Imagine experiencing four life-changing events in a period of just 12 months. That is the life Eagan native and Gustavus alumna Kelsey Kennedy ’13 is living. In those 12 months, Kennedy has played in the Division III women’s hockey national semifinals, received a job offer at a rapidly growing consulting firm in Minneapolis, earned her bachelor’s degree in international management, and most recently, received a Fulbright grant to teach English in Brazil.
“The English Teaching Assistantship in Brazil will allow me to combine my love for language with the mentorship model that has provided me with so much joy and personal, academic, and professional growth,” Kennedy said. “I am eager to discover new ways that I can cultivate my innate commitment to continuously recognize potential in others and in myself. I yearn to be more than just a visitor to another country, but to be completely embedded in its culture.

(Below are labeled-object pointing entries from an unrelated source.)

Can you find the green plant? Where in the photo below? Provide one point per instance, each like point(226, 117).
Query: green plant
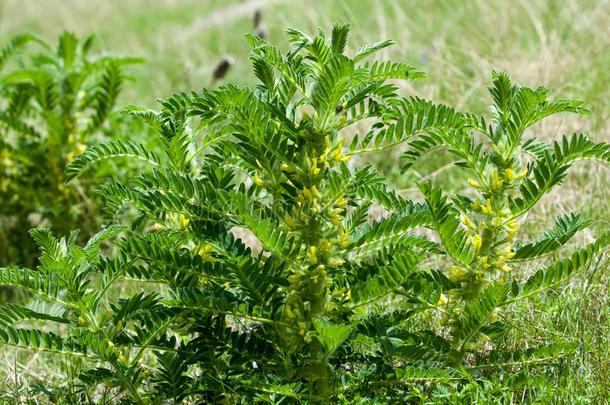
point(269, 281)
point(54, 102)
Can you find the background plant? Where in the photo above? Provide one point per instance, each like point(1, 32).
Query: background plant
point(329, 305)
point(54, 102)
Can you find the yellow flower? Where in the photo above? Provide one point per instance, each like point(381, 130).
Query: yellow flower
point(344, 240)
point(312, 255)
point(496, 181)
point(314, 169)
point(325, 246)
point(288, 168)
point(473, 183)
point(342, 119)
point(258, 181)
point(477, 241)
point(184, 221)
point(484, 262)
point(466, 220)
point(204, 251)
point(289, 221)
point(486, 209)
point(456, 273)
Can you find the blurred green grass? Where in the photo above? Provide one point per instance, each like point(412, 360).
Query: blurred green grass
point(563, 44)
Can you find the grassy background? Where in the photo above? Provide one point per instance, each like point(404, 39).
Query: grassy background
point(564, 44)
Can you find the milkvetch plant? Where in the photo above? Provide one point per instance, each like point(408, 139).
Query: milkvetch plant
point(54, 102)
point(268, 280)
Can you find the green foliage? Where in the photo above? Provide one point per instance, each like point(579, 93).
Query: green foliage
point(269, 280)
point(54, 102)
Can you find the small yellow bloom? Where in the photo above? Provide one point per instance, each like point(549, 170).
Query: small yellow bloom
point(477, 241)
point(312, 255)
point(325, 246)
point(456, 273)
point(184, 221)
point(342, 119)
point(204, 251)
point(258, 181)
point(288, 168)
point(484, 262)
point(496, 181)
point(344, 240)
point(466, 220)
point(486, 209)
point(314, 169)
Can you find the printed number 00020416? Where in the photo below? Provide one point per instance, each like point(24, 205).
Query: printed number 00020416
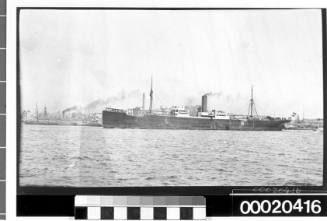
point(280, 207)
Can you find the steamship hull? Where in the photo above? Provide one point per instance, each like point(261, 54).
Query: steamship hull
point(114, 119)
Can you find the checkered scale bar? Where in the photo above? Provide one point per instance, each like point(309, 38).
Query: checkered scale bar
point(140, 207)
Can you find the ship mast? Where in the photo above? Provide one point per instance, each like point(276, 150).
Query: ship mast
point(151, 97)
point(36, 113)
point(252, 108)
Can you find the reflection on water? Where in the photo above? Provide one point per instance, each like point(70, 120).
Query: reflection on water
point(94, 157)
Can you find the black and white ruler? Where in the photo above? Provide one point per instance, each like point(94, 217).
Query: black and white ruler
point(140, 207)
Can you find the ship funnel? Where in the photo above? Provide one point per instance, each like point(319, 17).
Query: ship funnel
point(204, 106)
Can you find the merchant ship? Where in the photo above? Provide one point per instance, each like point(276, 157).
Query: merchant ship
point(180, 118)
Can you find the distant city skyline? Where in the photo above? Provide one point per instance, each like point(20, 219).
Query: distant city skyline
point(76, 57)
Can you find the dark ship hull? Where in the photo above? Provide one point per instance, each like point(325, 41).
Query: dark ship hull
point(119, 119)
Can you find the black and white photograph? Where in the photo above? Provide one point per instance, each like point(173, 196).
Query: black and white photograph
point(164, 98)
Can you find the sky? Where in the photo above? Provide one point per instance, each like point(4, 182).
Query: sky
point(78, 57)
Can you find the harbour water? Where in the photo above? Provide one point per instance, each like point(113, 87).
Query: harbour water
point(81, 156)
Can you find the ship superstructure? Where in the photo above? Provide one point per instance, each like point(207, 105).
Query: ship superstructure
point(180, 118)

I am ready to be a citizen of the world rather than just a traveler of its surface.”
Despite majoring in international management and minoring in Spanish, Kennedy chose not to study abroad during her four years at Gustavus due to her commitment to the women’s hockey team. The Fulbright grant will now allow her to fill that void.

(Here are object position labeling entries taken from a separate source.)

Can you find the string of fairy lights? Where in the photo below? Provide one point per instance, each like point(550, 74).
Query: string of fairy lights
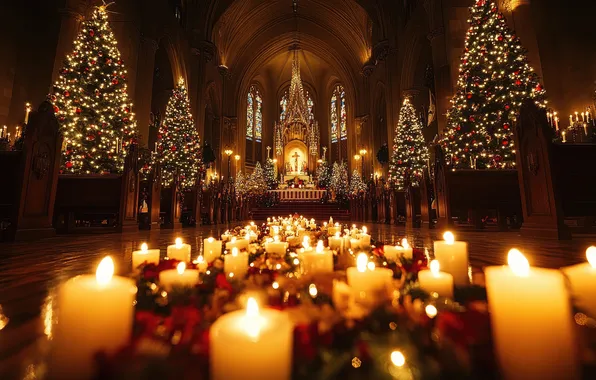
point(91, 102)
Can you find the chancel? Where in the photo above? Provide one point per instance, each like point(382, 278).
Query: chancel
point(297, 189)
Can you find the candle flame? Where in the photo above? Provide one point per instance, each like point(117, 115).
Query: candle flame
point(591, 255)
point(398, 359)
point(105, 271)
point(448, 237)
point(361, 262)
point(518, 262)
point(320, 246)
point(435, 267)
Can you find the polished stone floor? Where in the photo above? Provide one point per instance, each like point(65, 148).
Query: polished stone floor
point(29, 271)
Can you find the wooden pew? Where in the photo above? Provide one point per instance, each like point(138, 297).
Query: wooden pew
point(99, 203)
point(557, 180)
point(473, 195)
point(29, 182)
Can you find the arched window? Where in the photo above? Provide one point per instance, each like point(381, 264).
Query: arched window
point(254, 114)
point(283, 106)
point(339, 117)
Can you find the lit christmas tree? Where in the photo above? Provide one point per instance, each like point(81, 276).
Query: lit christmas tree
point(256, 183)
point(323, 175)
point(494, 79)
point(269, 169)
point(409, 148)
point(178, 143)
point(339, 180)
point(91, 103)
point(357, 185)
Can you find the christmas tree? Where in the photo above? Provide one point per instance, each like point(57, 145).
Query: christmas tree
point(339, 180)
point(178, 145)
point(269, 169)
point(91, 103)
point(494, 79)
point(256, 183)
point(323, 175)
point(357, 185)
point(409, 149)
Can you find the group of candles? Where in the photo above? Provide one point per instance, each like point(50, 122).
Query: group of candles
point(525, 303)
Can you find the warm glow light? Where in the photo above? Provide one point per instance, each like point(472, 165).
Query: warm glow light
point(398, 359)
point(431, 311)
point(361, 262)
point(591, 255)
point(105, 271)
point(435, 267)
point(448, 237)
point(518, 262)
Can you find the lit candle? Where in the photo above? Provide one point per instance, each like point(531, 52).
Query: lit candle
point(318, 261)
point(179, 251)
point(531, 319)
point(179, 277)
point(582, 278)
point(236, 263)
point(276, 247)
point(453, 257)
point(211, 249)
point(149, 256)
point(241, 244)
point(433, 281)
point(365, 279)
point(251, 344)
point(96, 315)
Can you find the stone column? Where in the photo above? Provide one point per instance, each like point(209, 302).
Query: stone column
point(144, 87)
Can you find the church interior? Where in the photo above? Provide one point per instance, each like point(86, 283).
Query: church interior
point(297, 189)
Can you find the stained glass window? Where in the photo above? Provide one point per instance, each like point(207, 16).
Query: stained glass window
point(339, 116)
point(254, 114)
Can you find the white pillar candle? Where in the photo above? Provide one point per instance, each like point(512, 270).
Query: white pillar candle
point(582, 278)
point(532, 321)
point(95, 314)
point(236, 263)
point(211, 249)
point(434, 281)
point(453, 257)
point(365, 279)
point(251, 344)
point(179, 251)
point(241, 244)
point(319, 260)
point(336, 242)
point(149, 256)
point(179, 277)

“A main reason I chose to attend Gustavus was that it has one of the top women’s hockey programs in the country. Seeing as there aren’t many opportunities for females to play competitive sports post-graduation, I decided that I would enjoy the sport I grew up with for those last four years and I would not study abroad,” Kennedy said. “I always told myself that I would just have to find a different way to practice Spanish, learn other languages, and live abroad.”
Besides her participation in hockey, Kennedy was also involved in spearheading the Gustavus Women in Leadership program. She took advantage of the College’s liberal arts curriculum by taking a number of classes in the departments of economics and management, religion, and Spanish. In the process, she developed relationships with faculty mentors in those departments who ultimately helped her secure her Fulbright grant.

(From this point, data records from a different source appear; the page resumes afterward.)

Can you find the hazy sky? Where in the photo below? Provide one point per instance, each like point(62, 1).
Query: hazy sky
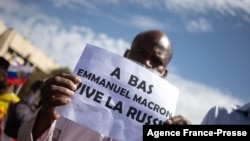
point(211, 40)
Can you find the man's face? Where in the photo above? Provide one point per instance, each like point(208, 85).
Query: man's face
point(154, 54)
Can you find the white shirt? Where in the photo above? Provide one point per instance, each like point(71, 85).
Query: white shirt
point(228, 115)
point(61, 129)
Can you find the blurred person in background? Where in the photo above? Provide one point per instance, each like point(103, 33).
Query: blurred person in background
point(7, 96)
point(23, 110)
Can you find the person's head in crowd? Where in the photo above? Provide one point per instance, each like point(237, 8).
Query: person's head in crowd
point(152, 49)
point(4, 65)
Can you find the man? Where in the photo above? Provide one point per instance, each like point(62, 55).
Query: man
point(7, 97)
point(235, 115)
point(150, 48)
point(23, 110)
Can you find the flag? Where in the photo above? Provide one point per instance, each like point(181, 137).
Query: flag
point(18, 75)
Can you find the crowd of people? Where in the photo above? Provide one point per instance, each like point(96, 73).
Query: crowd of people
point(31, 118)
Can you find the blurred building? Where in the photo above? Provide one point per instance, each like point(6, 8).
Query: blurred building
point(17, 49)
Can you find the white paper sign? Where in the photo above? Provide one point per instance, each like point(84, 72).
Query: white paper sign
point(117, 96)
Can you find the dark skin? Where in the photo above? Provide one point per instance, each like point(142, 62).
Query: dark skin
point(151, 48)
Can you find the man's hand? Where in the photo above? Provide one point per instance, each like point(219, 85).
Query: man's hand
point(58, 90)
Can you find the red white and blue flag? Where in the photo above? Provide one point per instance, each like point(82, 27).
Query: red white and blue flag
point(18, 75)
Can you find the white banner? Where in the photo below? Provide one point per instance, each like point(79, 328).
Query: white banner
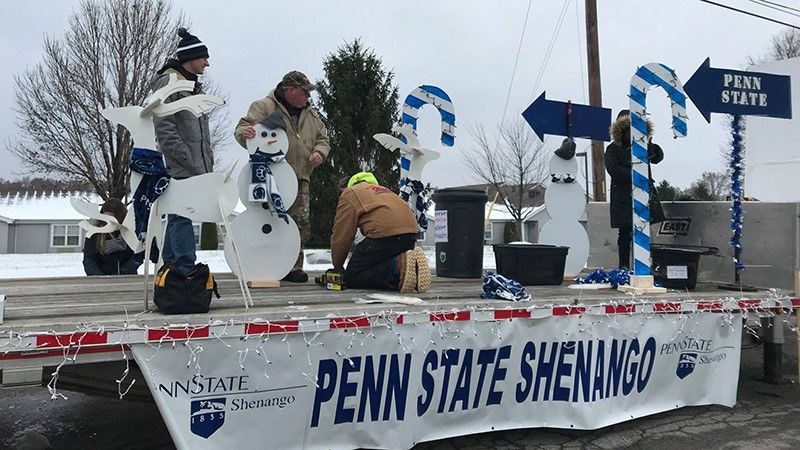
point(393, 385)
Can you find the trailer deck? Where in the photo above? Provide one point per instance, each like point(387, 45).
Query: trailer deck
point(49, 319)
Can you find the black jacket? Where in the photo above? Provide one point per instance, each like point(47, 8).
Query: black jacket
point(122, 262)
point(618, 165)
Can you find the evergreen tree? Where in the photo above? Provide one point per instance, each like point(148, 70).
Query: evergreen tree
point(667, 192)
point(357, 100)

“My advisor, Kristian Braekkan, and I met numerous times during the four month application process. Together we brainstormed potential topics, talked strategy for applying, and made innumerable edits. He provided one of my letters of recommendation along with Kathi Tunheim,” Kennedy said. “Kathi helped me to understand the importance of having the women leaders I have had in my life, and the importance of trying to be that person for others. Ana Adams was my Spanish advisor and was the one who completed my language evaluation.”
In addition to working on her Fulbright application, since graduation Kennedy has been employed by Boom Lab, a consulting firm that was founded on the idea that talented recent graduates have a lot more to offer than most companies realize. The company hires promising young graduates and provides up to 200 hours of training in the first year to help their consultants quickly build the skills and experience needed to excel in today’s challenging corporate environment.
Kennedy has spent most of the last 10 months working at Thomson Reuters on various projects related to the company’s customer relationship management (CRM) tool that is dedicated to servicing their Intellectual Property and Science business.
When Kennedy’s Fulbright grant period begins in March of 2015 she will move from one challenging project to another. The Fulbright Commission intentionally implemented a comprehensive plan to increase the quality and quantity of English teaching in Brazil in anticipation of the 2014 World Cup and 2016 Olympic Games in the country. Kennedy will be assigned to one of 59 federal universities throughout the country where will she will develop and lead language learning activities and classes while promoting U.S. culture through cultural and social programs. She will also pursue a supplementary project with a goal of ensuring that young Brazilian women have opportunities for female camaraderie and self-empowerment through participation in athletics—just as she did at Gustavus.
“This experience will allow me to spark the internal fires within the students, athletes, and young women of Brazil in addition to continuing to fuel my own,” Kennedy said. “Through my coaching experience I have learned that any relationship, the student-teacher relationship included, must be a mutual transaction of giving and receiving. I know that I will participate on both sides of this equation throughout my time in Brazil, and I am dedicated to creating opportunities for my students to do the same.”
The Fulbright Program was established in 1946 under legislation introduced by Senator J. William Fulbright of Arkansas. The primary source of funding for the Fulbright Program is an annual appropriation made by the U.S. Congress to the U.S. Department of State, Bureau of Educational and Cultural Affairs. Recipients of Fulbright grants are selected on the basis of academic or professional achievement, as well as demonstrated leadership potential in their fields.
The Fulbright U.S. Student Program is the largest U.S. exchange program offering opportunities for students and young professionals to undertake international graduate study, advanced research, university teaching, and primary and secondary school teaching worldwide. The program currently awards approximately 1,900 grants annually in all fields of study, and operates in more than 140 countries worldwide.